Anyway, one day I'm on day shift, and were preparing for a really complex test during a maintenance period. The youngest NR guy (a really weasely little sh*t) comes into my "office" with a complaint that "your ETs don't have all references present at the worksite for RC Div maintenance". (For those not familiar with Navy Nuclear Power, this is probably the most frequently violated rule out there; each procedure normally lists about 8 references, which were big-ass, really heavy books, and often they were only listed for some dumb comment like "don't piss on live electrical wires" or something asinine like that.) Anyway, this NR guy is sitting on my desk as he tells me this, and it was a pretty stressful time, so I guess I kind of snapped at him. "I appreciate the comment, but in the future I'd appreciate it if you could inform me if you're starting a monitor watch, and I'd also appreciate it if you didn't sit on my desk." Well, he gets all huffy, and says he wasn't going to make it an official comment, but now he would, so I had to get out the sheet and write it up. (One thing that NR guys do is that they never write down their own deficiency comments; they make the duty officer do it. That way, if they make a mistake, they can claim the duty officer wrote it down wrong.)
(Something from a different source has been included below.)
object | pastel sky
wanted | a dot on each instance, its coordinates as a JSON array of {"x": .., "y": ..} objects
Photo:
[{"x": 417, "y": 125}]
Back to the story. OK, I could accept that he would make the comment "official" in retaliation for me talking back to him, but then he goes up and... tells his boss! Next thing I know, the phone's ringing, and it's the head of the local office, yelling at me that the guy I talked back to was "the Admiral's official representative" and asking if I would "tell the Admiral to get off your desk." I'm pretty exercised at this point, so I say something to the effect of "No, but I don't think the Admiral would sit on my desk." He hangs up, and five minutes later my bosses boss is down there telling me not to piss off Naval Reactors anymore.
A couple months go by. The thing about NR reps is that most of the field reps are active duty military, but they don't ever wear their uniforms; they're normally Lieutenants or below, so most people they hassle outrank them, but that doesn't count in the NR world. Anyway, this kid whose chops I busted was an E-6, and he was having a really hard time passing the CPO exam, which he needed to do to become eligible for the Limited Duty Officer board. (NR guys get commissioned that way; essentially all of them that "make the board" get selected.) NR told him that since he didn't pass the exam, they were sending him back to the fleet as an ET1, which was his normal rate. By this time, I already had my orders to be Engineer on Connecticut (SSN 22) and he decided that going to the shipyard would be the best job for him. (I always thought they should have one boat set aside for ex-NR guys; kinda like the section of prison where they put the ex-cops.) He figured the detailer will give him whatever he asked for. So, he comes up to me and says, "It looks like I'll be working for you next; I guess I won't be able to sit on your desk... heh, heh". I said something non-commital, but what I was really thinking was... "Oh, yes, Petty Officer Xxxxx; you come work for me, and I'll be sending you into the bilge, but it won't be for a zone inspection".
Anyway, he ended up going to a boomer in King's Bay (and later passed the CPO exam, so I heard NR took him back) and I reported to the Connecticut. The first thing my new CO says to me is, "I heard you like to tell NR guys to get off your table. Please don't piss them off here." I imagine it's probably an urban legend in Charleston by now; some story about how a Shift Engineer punched the NR guy or something.